LUNA. Sigue así, que mientras tú sigas así, no tendré por qué responderte ni abandonar mi acostumbrado silencio. Si te apetece entretenerte con habladurías y no encuentras más materias que estas, en lugar de dirigirte a mí, que no puedo entenderte, será mejor que los hombres te fabriquen otro planeta que dé vueltas a tu alrededor y que esté compuesto y habitado como tú. Tú no sabes hablar más que de hombres y de perros y de cosas similares, de lo que yo sé tanto como de ese sol grandísimo, alrededor del cual oigo que gira el nuestro.

TIERRA. Verdaderamente, cuanto más me propongo, mientras te hablo, abstenerme de referirme a mis propias cosas, menos lo logro. Pero, de ahora en adelante, tendré más cuidado. Dime, ¿eres tú quien se divierte llevándote hacia arriba agua del mar, para luego dejarla caer?

LUNA. Puede ser. Pero si yo te causo esto u otra cosa, no me doy cuenta; del mismo modo que tú, según creo, no te das cuenta de las cosas que ocasionas aquí, y que deben de ser tanto más grandes, cuanto mayores son la grandeza y la fuerza con que me superas.

TIERRA. De lo que te ocasiono no sé sino que, de vez en cuando, te quito la luz del sol y a mí me quito la que tú me das, y además, que te doy mucha luz en tus noches, pues a veces la veo en parte.[53] Pero me olvidaba de una cosa que importa más que las demás. Quisiera saber si verdaderamente, como escribe Ariosto, todo lo que cada hombre va perdiendo, como la juventud, la belleza, la salud, las fatigas y los gastos que se acarrean con los estudios para ser honrados por los demás, para conducir a los niños a las buenas costumbres, para hacer o promover instituciones útiles, todo sube hasta ti y ahí se recoge, de modo tal que ahí se encuentran todas las cosas humanas, excepto la locura, que no se separa de los hombres.[54] En el caso de que esto sea verdad, me imagino que tú estarás tan llena, que ya no te quedará lugar libre, especialmente, si tenemos en cuenta que, en los últimos tiempos, los hombres han perdido muchísimas cosas (verbigracia, el amor a la patria, la virtud, la magnanimidad, la rectitud) y no solo en parte, o algunos de ellos, como en el pasado, sino todos y por completo. Pues ciertamente, si no están ahí, no creo que se puedan encontrar en otra parte. Por ello, quisiera que hiciéramos entre las dos un pacto, por el cual tú me devuelves ahora, y luego poco a poco, todas estas cosas; de las cuales, pienso, a ti misma te alegraría verte despejada, máxime de la cordura, que creo que ocupa ahí un grandísimo espacio, [55] y yo haré que los hombres te paguen todos los años una buena suma de dinero.

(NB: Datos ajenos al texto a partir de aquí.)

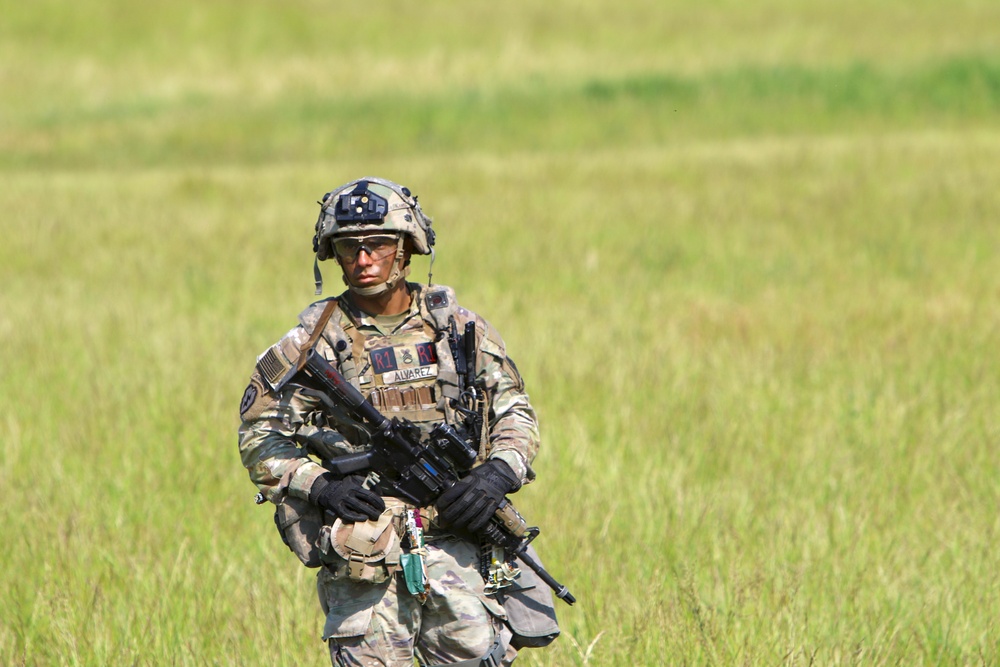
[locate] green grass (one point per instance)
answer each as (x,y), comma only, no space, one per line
(745,257)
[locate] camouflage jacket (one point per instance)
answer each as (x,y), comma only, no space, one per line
(282,435)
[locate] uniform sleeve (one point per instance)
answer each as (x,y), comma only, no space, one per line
(267,438)
(513,426)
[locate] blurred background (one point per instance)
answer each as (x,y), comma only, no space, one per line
(744,254)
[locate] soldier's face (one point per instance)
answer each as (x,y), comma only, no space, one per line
(367,260)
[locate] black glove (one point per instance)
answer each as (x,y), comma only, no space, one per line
(346,498)
(471,502)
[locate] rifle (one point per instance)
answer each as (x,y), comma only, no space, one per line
(416,471)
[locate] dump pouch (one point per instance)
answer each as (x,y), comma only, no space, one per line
(531,613)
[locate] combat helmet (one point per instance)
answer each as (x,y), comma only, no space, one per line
(371,204)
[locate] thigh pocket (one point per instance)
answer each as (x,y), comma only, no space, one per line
(299,525)
(349,607)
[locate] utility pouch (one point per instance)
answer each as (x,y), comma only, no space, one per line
(366,551)
(299,523)
(531,612)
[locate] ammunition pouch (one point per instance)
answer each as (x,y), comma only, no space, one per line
(365,551)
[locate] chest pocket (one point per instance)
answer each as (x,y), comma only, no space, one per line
(400,377)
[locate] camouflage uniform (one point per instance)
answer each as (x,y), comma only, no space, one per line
(403,365)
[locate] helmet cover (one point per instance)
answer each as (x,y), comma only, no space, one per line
(371,204)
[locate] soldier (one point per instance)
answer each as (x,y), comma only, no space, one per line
(396,582)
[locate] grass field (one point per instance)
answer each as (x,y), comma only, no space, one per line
(745,255)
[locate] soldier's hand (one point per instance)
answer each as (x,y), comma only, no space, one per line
(474,499)
(347,499)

LUNA. Otra vez con los hombres; y a pesar de que la locura no se aparta de tus confines, como afirmas, quieres enloquecerme a toda costa y hacerme perder el juicio, mientras buscas el de aquellos, el cual yo no sé dónde está, ni si se ha ido o se ha quedado en alguna parte del mundo; sé bien que aquí no se encuentra, como tampoco se encuentran las demás cosas que pides.

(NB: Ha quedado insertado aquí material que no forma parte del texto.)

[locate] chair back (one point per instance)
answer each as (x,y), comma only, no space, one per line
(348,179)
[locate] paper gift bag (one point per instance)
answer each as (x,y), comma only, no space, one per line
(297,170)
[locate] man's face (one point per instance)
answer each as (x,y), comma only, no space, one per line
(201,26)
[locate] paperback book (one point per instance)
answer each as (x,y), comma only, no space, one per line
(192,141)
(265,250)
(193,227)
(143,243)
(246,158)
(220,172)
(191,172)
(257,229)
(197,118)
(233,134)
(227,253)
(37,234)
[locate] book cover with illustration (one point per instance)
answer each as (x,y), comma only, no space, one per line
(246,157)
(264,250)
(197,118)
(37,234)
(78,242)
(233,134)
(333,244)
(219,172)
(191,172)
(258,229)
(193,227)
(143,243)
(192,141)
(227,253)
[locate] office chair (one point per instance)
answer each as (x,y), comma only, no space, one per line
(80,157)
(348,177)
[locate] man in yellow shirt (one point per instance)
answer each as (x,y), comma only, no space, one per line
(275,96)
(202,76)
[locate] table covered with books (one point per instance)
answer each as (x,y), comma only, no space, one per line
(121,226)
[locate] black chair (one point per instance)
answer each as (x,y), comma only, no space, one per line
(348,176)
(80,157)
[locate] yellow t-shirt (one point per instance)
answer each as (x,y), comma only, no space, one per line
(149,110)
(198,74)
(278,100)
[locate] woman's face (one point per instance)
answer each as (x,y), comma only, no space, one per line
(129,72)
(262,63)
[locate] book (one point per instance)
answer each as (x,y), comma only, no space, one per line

TIERRA. ¿Al menos sabrás decirme si ahí se estilan los vicios, los crímenes, los infortunios, los dolores, la vejez, en definitiva, los males?, ¿entiendes estas palabras?

LUNA. Oh, estas sí que las entiendo; y no solo las palabras, sino también sus significados, los conozco de maravilla, porque estoy completamente llena de ellas, y no de las que tú creías.

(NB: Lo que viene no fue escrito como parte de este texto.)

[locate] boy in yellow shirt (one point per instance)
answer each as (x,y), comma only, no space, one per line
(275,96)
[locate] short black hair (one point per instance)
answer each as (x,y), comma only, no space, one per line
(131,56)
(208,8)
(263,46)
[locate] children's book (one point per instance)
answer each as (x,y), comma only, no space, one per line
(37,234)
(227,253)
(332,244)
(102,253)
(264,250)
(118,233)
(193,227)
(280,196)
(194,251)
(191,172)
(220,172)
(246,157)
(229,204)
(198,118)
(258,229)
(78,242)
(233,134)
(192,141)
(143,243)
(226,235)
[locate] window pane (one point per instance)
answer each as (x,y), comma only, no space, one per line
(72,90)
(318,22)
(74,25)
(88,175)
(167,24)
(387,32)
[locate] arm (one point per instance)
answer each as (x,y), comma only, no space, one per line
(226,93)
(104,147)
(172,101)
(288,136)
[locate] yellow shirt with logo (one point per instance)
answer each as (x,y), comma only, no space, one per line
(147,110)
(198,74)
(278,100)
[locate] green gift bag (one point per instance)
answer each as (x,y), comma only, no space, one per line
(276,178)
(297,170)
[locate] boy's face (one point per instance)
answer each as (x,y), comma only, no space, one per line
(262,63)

TIERRA. ¿Qué prevalecen en tus pueblos, las virtudes o los defectos?

LUNA. Los defectos, con gran diferencia.

TIERRA. ¿De qué tienes más abundancia, de bienes o de males?

LUNA. De males, sin comparación.

TIERRA. Y, generalmente, tus habitantes ¿son felices o infelices?

LUNA. Tan infelices, que yo no me cambiaría ni por el más afortunado de ellos.

TIERRA. Lo mismo sucede aquí. Así, yo me maravillo de que siendo tan diferente a mí en las demás cosas, en esta seas igual.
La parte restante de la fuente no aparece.